The committee is attempting “an outrageous abuse” of power, a “dangerous precedent,” according to Jordan, one that can be weaponized again in the future. Jordan noted the Jan. 6 panel has only subpoenaed Republicans in its “partisan witch-hunt.”

Jordan’s denial to contribute will force Democrats to weigh whether they will subpoena Republicans and potentially treat them like they have advisers to former President Donald Trump, holding them in criminal contempt by President Joe Biden’s Justice Department.

“I can’t, off the top of my head, recall a case in which a committee other than the Ethics Committee has subpoenaed a member of the House, ever,” Stanley Brand, who is representing former deputy White House chief of staff Dan Scavino before the committee, told The Washington Post.

Brand noted the danger of this action by Democrats in Congress — it can boomerang back on them, particularly as Republicans have repeatedly argued House Speaker Nancy Pelosi, D-Calif., is the official in charge of Capitol security.

“What would stop a committee from subpoenaing members of the opposite party to obtain a political advantage?” Brand told the Post. “That is why the Ethics Committee is evenly split — to prevent abuse of the minority by the majority.”

The House can subpoena its own members by precedent, because the House Ethics Committee does it regularly to conduct oversight, lawyer Mike Stern told the Post.

“Democrats overstepped and overpromised, and they know it,” according to Rep.
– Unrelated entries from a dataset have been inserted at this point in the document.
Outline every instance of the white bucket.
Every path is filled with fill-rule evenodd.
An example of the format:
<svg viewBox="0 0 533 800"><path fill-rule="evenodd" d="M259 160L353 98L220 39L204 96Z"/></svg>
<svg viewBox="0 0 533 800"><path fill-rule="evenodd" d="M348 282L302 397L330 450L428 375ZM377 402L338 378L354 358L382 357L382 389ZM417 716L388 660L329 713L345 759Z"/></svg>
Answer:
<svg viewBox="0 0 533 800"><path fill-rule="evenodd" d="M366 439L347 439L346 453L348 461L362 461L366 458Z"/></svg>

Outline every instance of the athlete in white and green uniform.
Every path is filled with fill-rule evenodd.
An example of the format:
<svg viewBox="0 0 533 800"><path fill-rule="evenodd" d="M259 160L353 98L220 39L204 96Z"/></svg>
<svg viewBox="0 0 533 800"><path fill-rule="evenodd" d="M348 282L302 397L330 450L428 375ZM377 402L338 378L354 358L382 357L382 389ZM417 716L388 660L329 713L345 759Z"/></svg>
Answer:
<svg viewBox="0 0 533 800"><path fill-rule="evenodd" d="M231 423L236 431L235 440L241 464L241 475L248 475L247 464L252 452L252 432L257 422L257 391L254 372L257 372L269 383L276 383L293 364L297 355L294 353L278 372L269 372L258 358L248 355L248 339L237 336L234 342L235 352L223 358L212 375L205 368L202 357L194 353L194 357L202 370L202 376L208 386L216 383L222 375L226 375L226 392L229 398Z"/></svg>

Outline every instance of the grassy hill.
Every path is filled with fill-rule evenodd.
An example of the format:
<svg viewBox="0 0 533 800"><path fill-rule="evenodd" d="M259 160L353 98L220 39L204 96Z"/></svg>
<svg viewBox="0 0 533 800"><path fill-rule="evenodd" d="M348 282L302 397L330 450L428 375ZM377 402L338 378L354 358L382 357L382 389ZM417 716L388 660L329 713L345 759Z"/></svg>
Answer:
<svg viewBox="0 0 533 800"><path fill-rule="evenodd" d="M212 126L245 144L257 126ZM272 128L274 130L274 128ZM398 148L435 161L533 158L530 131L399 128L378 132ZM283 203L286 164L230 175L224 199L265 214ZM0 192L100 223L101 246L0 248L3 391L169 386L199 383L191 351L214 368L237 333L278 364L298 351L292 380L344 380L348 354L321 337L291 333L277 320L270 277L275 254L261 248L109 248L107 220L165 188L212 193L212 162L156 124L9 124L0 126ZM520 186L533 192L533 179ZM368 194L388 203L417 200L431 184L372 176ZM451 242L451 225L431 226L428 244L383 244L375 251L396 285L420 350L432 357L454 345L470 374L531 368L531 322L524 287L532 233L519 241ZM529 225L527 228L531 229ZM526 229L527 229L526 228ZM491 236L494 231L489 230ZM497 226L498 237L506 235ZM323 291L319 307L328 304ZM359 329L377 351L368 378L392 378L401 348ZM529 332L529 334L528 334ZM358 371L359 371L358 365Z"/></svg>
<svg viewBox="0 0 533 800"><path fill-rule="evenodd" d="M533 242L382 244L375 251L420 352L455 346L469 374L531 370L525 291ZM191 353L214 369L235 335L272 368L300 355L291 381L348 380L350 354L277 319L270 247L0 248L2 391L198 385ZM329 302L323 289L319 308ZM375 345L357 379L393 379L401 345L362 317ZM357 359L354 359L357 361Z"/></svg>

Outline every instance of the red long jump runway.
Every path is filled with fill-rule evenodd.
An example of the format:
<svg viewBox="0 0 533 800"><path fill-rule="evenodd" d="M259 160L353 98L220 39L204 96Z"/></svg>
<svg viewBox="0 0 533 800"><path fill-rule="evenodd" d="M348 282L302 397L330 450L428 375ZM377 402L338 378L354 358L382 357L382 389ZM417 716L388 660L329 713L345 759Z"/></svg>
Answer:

Jim Banks, R-Ind., one of two Republicans denied seats on Pelosi’s anti-Trump committee, forcing House Minority Leader Kevin McCarthy, R-Calif., to withdraw all five GOP nominees and refuse to participate.

“The Russia hoax was exposed as a fraud, and this is their attempt to appease disappointed radicals who fantasize about putting Republicans in jail,” Banks told the Washington Examiner.

Despite the congressional norm of leaving just the Ethics Committee to force compliance to subpoena House members, Thompson, the chairman of the Jan. 6 select committee vowed “no reluctance to subpoena” Republicans, which can ultimately lead to criminal contempt charges as they have done with Steve Bannon and former White House chief of staff Mark Meadows.

“The American people are tired of Democrats’ nonstop investigations and partisan witch-hunts,” Jordan wrote in his letter to Thompson on Sunday.